She could picture the child in her mind: she would have possessed a mass of blonde, loopy swirls on her head, soft and free, just like the ones Heather had seen in photographs of Max when he was an infant. Her eyes would have been blue too, just like her father’s, staring out inquisitively at a whole new world from underneath the comforting splendour of her specially built crib.
Her lips would have been full and pouting, something she would have inherited from her mother, with a beautiful cupid’s bow dipping into their divine ruby redness. Her smile would be joyous and omnipresent, testament to the happiness she was experiencing with every new moment at the wonders of life. Walks along the beach in her stroller would see her face light up as she heard the waves crashing on the soft sands and found her gurgling with glee at the sight of a flitting hummingbird or the scurrying of a tree lizard.

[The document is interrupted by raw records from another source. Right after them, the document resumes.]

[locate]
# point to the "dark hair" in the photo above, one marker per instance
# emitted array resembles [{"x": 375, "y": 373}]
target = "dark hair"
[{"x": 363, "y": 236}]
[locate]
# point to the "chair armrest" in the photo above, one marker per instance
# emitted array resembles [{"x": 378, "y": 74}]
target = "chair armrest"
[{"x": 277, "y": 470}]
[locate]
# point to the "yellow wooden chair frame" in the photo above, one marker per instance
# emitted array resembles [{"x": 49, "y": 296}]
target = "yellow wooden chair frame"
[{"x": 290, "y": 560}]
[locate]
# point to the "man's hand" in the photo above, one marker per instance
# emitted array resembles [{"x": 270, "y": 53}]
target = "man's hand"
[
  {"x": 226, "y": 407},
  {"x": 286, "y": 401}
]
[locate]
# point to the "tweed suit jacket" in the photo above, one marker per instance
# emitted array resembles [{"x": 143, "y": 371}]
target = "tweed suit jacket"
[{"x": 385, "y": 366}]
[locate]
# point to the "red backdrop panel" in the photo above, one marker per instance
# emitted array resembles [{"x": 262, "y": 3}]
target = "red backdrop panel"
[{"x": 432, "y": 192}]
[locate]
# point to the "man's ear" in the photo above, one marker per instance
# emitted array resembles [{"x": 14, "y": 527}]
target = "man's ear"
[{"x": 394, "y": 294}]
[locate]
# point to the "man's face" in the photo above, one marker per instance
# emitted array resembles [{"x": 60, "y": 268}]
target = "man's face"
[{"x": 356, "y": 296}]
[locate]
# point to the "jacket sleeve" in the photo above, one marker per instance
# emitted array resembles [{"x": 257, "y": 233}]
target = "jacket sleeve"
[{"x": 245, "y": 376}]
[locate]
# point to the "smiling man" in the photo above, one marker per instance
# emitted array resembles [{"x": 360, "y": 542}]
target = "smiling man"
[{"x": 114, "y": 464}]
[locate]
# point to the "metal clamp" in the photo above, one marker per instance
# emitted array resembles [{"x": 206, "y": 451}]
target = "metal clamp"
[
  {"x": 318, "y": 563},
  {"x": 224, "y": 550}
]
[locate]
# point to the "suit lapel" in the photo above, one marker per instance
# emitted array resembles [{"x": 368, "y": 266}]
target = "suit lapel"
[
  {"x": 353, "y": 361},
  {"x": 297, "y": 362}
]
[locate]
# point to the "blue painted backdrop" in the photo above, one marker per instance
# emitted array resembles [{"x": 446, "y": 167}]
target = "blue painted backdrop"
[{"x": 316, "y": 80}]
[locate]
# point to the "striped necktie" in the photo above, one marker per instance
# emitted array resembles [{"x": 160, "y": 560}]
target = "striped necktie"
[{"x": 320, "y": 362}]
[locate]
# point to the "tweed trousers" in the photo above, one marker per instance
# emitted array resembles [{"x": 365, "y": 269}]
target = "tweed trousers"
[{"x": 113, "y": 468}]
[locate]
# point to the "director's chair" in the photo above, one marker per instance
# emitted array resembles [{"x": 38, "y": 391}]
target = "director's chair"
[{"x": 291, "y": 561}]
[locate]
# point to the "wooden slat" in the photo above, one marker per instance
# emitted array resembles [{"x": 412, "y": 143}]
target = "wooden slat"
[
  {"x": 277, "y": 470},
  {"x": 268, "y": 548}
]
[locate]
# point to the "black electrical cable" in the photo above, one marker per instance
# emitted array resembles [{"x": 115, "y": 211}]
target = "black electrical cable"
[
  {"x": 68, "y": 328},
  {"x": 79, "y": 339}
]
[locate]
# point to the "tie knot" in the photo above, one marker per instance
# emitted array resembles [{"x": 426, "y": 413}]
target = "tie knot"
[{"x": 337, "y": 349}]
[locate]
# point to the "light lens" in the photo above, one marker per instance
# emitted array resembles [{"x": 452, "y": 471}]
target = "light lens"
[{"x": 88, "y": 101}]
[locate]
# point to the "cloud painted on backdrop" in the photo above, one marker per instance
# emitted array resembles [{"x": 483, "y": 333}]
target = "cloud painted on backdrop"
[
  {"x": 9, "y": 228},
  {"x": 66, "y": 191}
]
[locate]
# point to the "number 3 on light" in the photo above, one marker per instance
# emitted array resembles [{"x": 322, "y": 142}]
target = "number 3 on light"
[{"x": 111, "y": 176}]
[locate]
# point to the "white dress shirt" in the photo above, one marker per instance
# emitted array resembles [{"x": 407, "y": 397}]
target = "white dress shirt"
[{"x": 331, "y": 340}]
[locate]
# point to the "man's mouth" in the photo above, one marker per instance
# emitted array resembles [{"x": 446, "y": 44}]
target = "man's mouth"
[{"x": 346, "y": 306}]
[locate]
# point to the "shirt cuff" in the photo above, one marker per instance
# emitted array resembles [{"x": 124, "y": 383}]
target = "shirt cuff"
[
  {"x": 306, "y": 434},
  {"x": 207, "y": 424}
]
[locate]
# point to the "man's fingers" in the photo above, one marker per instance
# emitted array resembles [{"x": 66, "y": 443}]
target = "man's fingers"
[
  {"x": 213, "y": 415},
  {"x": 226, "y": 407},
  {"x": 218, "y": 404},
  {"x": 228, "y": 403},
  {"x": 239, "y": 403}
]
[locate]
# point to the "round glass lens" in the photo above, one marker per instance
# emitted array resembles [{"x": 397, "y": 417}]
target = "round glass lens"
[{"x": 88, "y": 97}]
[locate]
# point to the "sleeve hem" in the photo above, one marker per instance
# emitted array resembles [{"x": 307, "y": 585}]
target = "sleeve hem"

Heather could picture the festive joy of their baby’s first Christmas. They would spend it at their New York home. Baby’s cheeks would become rosy little smudges of colour as Heather pushed her child in her buggy through the snow-covered pathways of Central Park, watching families building snowmen and making angels on the white, powdery ground. The sound of Christmas carols would hang in the air and the trot of horse-drawn carriages would appear at every turn, baby’s eyes widening to take it all in as she marvelled at the icy spiral of her breath in the winter air. It was pure Christmas card, a pure slice of family heaven, but for Heather it was nothing more than pure fantasy.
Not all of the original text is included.